Posisi ini memiliki berbagai kebijakan tersendiri yang tidak bisa dicampuri oleh pihak redaksi. Permasalahan lain di media daring yang menjadi temuan peneliti Konde.co yakni beban peliputan jurnalis yang relatif banyak yakni 10-12 berita per hari.

Tingginya beban peliputan ini menjadikan para jurnalis dikejar jumlah kuantitas berita, dan berpotensi melupakan kualitas dari pemberitaan yang dihasilkan.

Saat melakukan wawancara mendalam dengan pemangku kebijakan redaksi media daring, tim peneliti menggali alasan penggunaan pihak polisi sebagai narasumber utama dalam pemberitaan kriminalitas. Dari penelitian ini, media daring masih meyakini bahwa polisi adalah otoritas pengambil kebijakan atas peristiwa kriminal.

Hal tersebut terlihat dari penempatan jurnalis di pos khusus kepolisian. Selain tak memiliki kebijakan khusus terkait komunitas dengan keberagaman gender dan seksual, dari riset ini, tim riset mengetahui bahwa media tidak memiliki kebijakan untuk menyelenggarakan pelatihan terkait penulisan isu keragaman gender dan seksual “non-normatif” (“LGBT”).

Hasil wawancara mendalam terhadap 6 jurnalis yang memiliki identitas keragaman gender dan seksual “non-normatif” (“LGBT”) menunjukkan bahwa jurnalis tak hanya “menghadapi’ konten dan kebijakan redaksi, namun juga lingkungan kerja. Mereka mengakui bahwa redaksi masih kental dengan kultur homophobia dan transphobia. Kultur ini menjadikan jurnalis merasa tidak nyaman.
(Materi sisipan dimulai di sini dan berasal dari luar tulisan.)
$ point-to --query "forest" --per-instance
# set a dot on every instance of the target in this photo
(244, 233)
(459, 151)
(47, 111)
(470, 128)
Kultur homophobia di ruang redaksi ini berimbas pada pemberitaan.

Dalam penelitian ini, kami juga menemukan bahwa salah satu hal yang menjadi kekhawatiran media dalam menyuarakan keberagaman gender dan seksualitas dengan perspektif yang lebih progresif karena khawatir digeruduk oleh kelompok fundamentalis berbasis agama.

Rekomendasi

Melihat kondisi ini, Konde.co berharap agar dengan penelitian ini, media dapat mengambil kebijakan seturut hak asasi manusia yang berlaku di Indonesia dengan prinsip non-diskriminasi antara lain terhadap individu atau kelompok/komunitas dengan keragaman gender dan seksual “non-normatif” (“LGBT”).

Temuan kami terkait adanya kesenjangan pengetahuan antar awak redaksi juga menunjukkan bahwa pendidikan pengetahuan tentang ideologi patriarki dan SOGIE-SC penting diberikan di tingkat redaksi agar dapat menguatkan perspektif.

Melalui riset ini, kami juga merekomendasikan agar Komisi Penyiaran Indonesia (KPI) mereformasi diri dan tidak menerapkan tindakan-tindakan diskriminatif yang menyebabkan ketakutan terhadap media dalam isu keberagaman gender dan seksual “non-normatif” (“LGBT”).

Selain itu, kami juga merekomendasikan agar Dewan Pers mendorong media untuk mempunyai kebijakan agar sensitif terhadap persoalan gender dan minoritas. Lalu membentuk panduan peliputan sensitif gender dan keragaman gender dan seksual. Panduan ini penting untuk mendorong ruang redaksi agar bersikap lebih adil kepada komunitas gender dan seksual “non-normatif” (“LGBT”).